I really struggled to believe this. Surely those over there are roughly equal to a cubic metre, and then there are these ones over here too! I even had the benefit of walking round them and looking from several angles, but as I mentioned above, in reality I find it even harder to convince myself of the true figure than I do in the photo.

Here are the measurements*:

• 35.0cm x 35.0cm x 25.0cm (10)
• 40.5cm x 40.5cm x 40.5cm (6)
• 54.0cm x 44.6cm x 44.6cm (1)
• 56.0cm x 40.0cm x 22.0cm (1)
• 94.0cm x 64.0cm x 5.0 cm (1)

Add all that up, then convert from cubic centimetres to cubic metres by dividing by one million, and you get the answer. 0.89 or so.

Do other people find this odd too, or is it just me (and possibly Troy)?

If so, I suppose the moral of the story is that a cubic metre is big. Bigger than my spatial perception feels it should be… And perhaps this illustrates a more general issue, that when I look at a three-dimensional object and make a rough judgement about its volume, I am unconsciously allowing myself to be too strongly influenced by linear perceptions, rather than three-dimensional ones. A small deficit in an estimated side-length can become a very significant deficit in volume if it is replicated in all three dimensions and thus cubed.

Or is it just that I am rubbish at estimating volumes?

* The first three sets of measurements here are provided by the box manufacturers, hence the bizarre degree of accuracy. The other two are my own measurements.

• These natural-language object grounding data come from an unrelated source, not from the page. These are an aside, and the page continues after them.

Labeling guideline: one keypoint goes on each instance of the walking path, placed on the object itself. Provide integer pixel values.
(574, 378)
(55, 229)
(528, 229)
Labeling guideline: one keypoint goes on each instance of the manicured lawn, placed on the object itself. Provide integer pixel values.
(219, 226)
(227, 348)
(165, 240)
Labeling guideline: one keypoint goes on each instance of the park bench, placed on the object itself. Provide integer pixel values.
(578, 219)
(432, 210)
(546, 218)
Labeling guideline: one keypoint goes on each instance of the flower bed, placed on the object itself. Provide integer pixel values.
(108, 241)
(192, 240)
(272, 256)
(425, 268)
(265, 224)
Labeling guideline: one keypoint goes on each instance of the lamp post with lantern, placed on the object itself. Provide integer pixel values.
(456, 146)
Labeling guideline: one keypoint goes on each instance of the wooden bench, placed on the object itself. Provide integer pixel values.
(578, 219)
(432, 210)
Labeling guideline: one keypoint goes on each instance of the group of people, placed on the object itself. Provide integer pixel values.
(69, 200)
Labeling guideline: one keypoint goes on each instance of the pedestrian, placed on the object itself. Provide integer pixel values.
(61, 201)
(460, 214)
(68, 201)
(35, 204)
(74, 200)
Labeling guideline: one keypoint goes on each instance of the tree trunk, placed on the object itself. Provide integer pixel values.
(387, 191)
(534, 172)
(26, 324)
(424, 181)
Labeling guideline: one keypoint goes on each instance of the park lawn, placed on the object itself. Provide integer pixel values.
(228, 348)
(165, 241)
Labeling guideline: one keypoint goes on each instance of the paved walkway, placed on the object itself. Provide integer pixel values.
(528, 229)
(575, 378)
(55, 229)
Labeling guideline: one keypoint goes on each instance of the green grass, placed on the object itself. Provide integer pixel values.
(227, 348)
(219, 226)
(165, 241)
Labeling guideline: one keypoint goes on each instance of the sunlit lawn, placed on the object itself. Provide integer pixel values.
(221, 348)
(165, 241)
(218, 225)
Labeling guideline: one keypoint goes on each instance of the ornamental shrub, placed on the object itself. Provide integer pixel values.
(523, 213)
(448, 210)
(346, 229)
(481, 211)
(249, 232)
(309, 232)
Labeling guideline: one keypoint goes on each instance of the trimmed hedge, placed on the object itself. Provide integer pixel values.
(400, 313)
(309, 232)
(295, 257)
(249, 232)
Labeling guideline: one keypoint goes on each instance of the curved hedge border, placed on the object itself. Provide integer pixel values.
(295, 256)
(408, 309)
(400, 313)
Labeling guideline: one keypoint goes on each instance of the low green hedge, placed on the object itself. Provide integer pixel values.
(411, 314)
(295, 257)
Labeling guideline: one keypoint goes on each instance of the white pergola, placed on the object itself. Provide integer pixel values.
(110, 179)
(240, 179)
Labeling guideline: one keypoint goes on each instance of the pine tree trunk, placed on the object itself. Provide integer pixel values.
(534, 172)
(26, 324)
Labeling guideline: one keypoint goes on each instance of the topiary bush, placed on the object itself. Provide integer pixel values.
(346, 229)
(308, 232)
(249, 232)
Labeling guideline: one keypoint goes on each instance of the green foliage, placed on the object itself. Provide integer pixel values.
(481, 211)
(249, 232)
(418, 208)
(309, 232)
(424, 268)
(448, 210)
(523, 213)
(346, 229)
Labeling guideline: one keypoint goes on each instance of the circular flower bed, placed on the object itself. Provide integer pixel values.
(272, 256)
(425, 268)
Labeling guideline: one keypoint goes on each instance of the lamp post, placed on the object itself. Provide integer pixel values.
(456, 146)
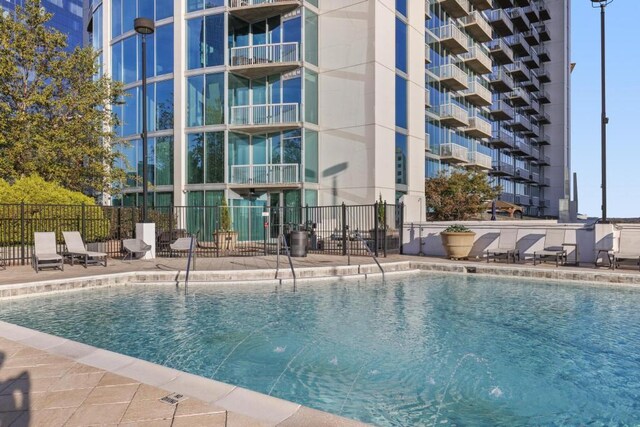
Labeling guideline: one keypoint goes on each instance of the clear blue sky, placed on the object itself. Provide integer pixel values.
(623, 107)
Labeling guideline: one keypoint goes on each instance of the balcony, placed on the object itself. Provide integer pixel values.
(455, 8)
(518, 71)
(519, 19)
(500, 80)
(477, 60)
(262, 60)
(543, 30)
(478, 128)
(271, 174)
(453, 115)
(452, 39)
(500, 21)
(519, 97)
(500, 52)
(482, 4)
(477, 94)
(453, 153)
(479, 161)
(500, 110)
(476, 25)
(265, 118)
(258, 10)
(518, 44)
(453, 77)
(501, 137)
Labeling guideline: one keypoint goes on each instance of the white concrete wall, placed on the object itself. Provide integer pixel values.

## 2 thoughts on “How big is a cubic metre?”

1. Troy

To put a cubic meter into context, I guess it would be easier to see the small boxes as 1/3 x 1/3 x 1/4 cubic meters, making them each 1/36 of a cubic meter. Your math checks out, but my mind still can’t put it all in context yet.

2. thomas Post author

Had my parents round to visit today, and their guesses were 2.5 m³ and 1.8 m³, so that’s a couple more examples of the same overestimation issue. It’s not just me.